Testing to ensure an application’s stability and response time under load.
Testing API’s directly to determine if they meet expectations for functionality, reliability, performance, and security.
Testing which validates how software behaves and runs in a different environment. Important when migrating to new technology or tech stack.
This article discusses the characteristics of a successful quality practice and how we’ve built a testing framework around open source tooling to embed quality into clients’ software.
Good vs Bad Testing
Good testing seeks to achieve the following goals:
- Emphasise automation. The quality of manual testing is dependent on the tester and how well they are performing on any given day. Automated tests execute quickly with consistent and reliable quality, and can be run in parallel.
- Promote rapid deployments — reduce lead time to deploy changes. This can be accomplished by replacing slower manual testing with more rapid automated testing. If used appropriately, the framework should reduce time code spends in a build pipeline. This reduces work-in-progress (WIP) and promotes frequent small deployments, a practice which results in safer and higher quality releases than infrequent large deployments.
- Facilitate parallel testing. It is important to run tests in parallel, rather than sequentially, to reduce time spent testing and accelerate delivery of features to customers.
- Improve quality and reliability of software. Enhance the quality and reliability of software releases through consistent application of testing standards in an automated way.
- Reduce WIP. Automated testing completes much faster than manual testing. This means code can get through a pipeline faster. The total WIP for a team is reduced and effectiveness increases.
- Use intuitive, easy-to-use tooling. We often work with clients who are replacing manual testing with automated testing. Their manual testers frequently lack technical skills but do have deep, intuitive knowledge of how a system behaves. An effective testing framework takes advantage of manual testers’ application knowledge by providing a natural language framework for them to write robust and reusable automated tests without knowing the specifics of any particular programming language.
- Test early and often. Encourage ‘shifting-left’ on testing, so engineers can run tests against code in development before making a pull request or committing to a repository.
- Be application-agnostic and work across all API-based applications. This means the same number and types of tests (API, Integration Acceptance, Performance, and Compatibility) can be generated against a variety of different applications.
- Provide immediate feedback on failed tests. Which test(s) failed and any error codes or messages provided by the application are critical pieces of information. This feedback should be provided whether the tests are run on an engineer’s laptop or as part of a DevOps pipeline.
- Provide the capability to designate any test failure as a blocker or non-blocker for deployment of the build. These settings should be context specific, meaning they could differ depending on whether the test is run on a personal laptop, as part of a DevOps pipeline, or some other situation.
- Provide for flexible test execution.
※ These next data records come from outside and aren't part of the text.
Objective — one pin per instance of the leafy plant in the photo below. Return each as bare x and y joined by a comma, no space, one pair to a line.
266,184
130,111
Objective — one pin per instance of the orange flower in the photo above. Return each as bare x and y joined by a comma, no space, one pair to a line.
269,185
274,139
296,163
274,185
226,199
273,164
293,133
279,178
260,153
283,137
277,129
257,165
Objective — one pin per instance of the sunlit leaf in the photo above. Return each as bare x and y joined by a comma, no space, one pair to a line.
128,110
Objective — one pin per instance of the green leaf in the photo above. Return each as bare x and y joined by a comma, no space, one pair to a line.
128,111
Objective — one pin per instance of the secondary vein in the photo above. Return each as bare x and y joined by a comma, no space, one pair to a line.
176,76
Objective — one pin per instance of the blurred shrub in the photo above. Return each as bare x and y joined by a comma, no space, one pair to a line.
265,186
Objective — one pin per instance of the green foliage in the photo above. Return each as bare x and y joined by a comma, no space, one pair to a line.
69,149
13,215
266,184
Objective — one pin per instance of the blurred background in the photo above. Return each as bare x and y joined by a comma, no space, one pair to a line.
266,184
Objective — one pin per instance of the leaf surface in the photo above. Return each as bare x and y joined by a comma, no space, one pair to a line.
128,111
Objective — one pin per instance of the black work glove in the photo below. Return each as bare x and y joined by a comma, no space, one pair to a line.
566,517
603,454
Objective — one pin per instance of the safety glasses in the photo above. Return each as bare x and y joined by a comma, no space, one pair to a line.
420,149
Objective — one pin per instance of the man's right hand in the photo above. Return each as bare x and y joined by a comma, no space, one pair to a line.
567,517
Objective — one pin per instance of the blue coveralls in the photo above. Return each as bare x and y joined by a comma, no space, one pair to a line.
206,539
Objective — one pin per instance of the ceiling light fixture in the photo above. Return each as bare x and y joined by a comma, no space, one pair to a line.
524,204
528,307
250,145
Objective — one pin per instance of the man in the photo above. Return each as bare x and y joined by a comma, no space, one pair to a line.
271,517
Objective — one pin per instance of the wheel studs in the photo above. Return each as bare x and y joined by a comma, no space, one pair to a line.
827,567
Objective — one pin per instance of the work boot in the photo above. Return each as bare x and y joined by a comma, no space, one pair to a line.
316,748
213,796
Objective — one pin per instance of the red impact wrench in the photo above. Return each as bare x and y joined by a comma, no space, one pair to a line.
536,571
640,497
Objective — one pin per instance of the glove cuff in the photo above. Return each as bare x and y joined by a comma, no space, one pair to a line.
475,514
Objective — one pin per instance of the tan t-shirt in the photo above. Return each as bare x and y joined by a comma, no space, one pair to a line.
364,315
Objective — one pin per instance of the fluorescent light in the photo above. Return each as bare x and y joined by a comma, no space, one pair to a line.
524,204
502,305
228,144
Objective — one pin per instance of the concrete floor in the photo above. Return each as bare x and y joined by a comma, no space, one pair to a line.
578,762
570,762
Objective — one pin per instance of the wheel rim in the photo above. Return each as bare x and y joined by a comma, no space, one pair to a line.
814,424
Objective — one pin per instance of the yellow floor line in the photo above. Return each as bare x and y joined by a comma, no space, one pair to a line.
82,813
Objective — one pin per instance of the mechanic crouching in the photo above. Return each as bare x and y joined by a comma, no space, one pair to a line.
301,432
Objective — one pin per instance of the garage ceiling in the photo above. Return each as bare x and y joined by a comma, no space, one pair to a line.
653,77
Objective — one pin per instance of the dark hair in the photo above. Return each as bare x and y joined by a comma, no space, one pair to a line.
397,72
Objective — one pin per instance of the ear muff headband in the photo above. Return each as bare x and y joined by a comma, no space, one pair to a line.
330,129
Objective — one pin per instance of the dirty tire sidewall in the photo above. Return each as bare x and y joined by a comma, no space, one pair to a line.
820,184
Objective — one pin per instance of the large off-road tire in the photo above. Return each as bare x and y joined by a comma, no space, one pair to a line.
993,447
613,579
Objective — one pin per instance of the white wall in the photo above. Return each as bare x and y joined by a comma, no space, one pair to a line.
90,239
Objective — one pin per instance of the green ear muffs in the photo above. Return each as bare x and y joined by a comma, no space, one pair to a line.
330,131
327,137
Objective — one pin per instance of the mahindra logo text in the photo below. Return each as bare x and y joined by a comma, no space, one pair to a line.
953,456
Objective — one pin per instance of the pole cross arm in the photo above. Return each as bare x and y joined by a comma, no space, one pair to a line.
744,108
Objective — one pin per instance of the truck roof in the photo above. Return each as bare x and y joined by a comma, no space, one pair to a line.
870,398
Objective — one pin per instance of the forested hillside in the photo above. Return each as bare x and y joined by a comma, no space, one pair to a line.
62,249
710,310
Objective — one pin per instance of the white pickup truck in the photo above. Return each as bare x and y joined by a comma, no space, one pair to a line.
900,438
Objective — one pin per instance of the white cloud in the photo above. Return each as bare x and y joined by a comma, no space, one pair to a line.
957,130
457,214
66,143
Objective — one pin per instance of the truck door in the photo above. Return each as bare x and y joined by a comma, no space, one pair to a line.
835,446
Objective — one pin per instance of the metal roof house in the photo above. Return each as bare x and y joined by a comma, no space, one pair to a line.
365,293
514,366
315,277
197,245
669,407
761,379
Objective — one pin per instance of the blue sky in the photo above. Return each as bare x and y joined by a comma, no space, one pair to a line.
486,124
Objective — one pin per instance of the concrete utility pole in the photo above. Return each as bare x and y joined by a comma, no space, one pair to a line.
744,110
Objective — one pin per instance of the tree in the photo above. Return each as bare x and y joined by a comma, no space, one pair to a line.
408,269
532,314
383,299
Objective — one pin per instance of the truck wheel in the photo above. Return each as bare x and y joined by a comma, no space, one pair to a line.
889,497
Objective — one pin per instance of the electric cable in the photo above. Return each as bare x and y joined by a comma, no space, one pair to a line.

Individual tests and entire test suites can be launched automatically as part of a build pipeline or manually from an engineer’s command line tool or development environment.
- Tests are storable, repeatable and can be run at will.
The easy and true answer is to say bad testing is the opposite of what is listed above, but it is worth emphasising a few key characteristics of bad testing:
- Manual. Repetitive manual work soon becomes tedious, and work that is tedious soon becomes error-prone. Little in software is more tedious and error-prone than manual testing. This manifests itself in both missed defects and erroneously reported defects. A team’s WIP increases because testing can take weeks while engineers continue to write code and deliver features.
- Slow. Slow testing has repercussions that reverberate throughout a deployment pipeline (see ‘The Large Deployment Death Spiral’ described below).
- Inconsistent, not repeatable. Errors in testing kill productivity. In this case false defects can sometimes be as bad as missed defects.
- Failing to test the entire system. This is a characteristic of slow manual testing and often happens as a result of time pressure. There is not enough time to test everything so only the most recently changed or most important features are tested. A team might be able to get away with this for a while, but in the end undetected errors come back to haunt them. When a production error is discovered it can be very awkward to explain “we didn’t test that because we didn’t have time”.
‘Shifting Left’: Test Early and Often
Think of the development cycle as a line running from left to right. At the far left of that line is when code is written. Towards the right is when that code is deployed to a test environment. At the very right end of that line is when code is deployed to production.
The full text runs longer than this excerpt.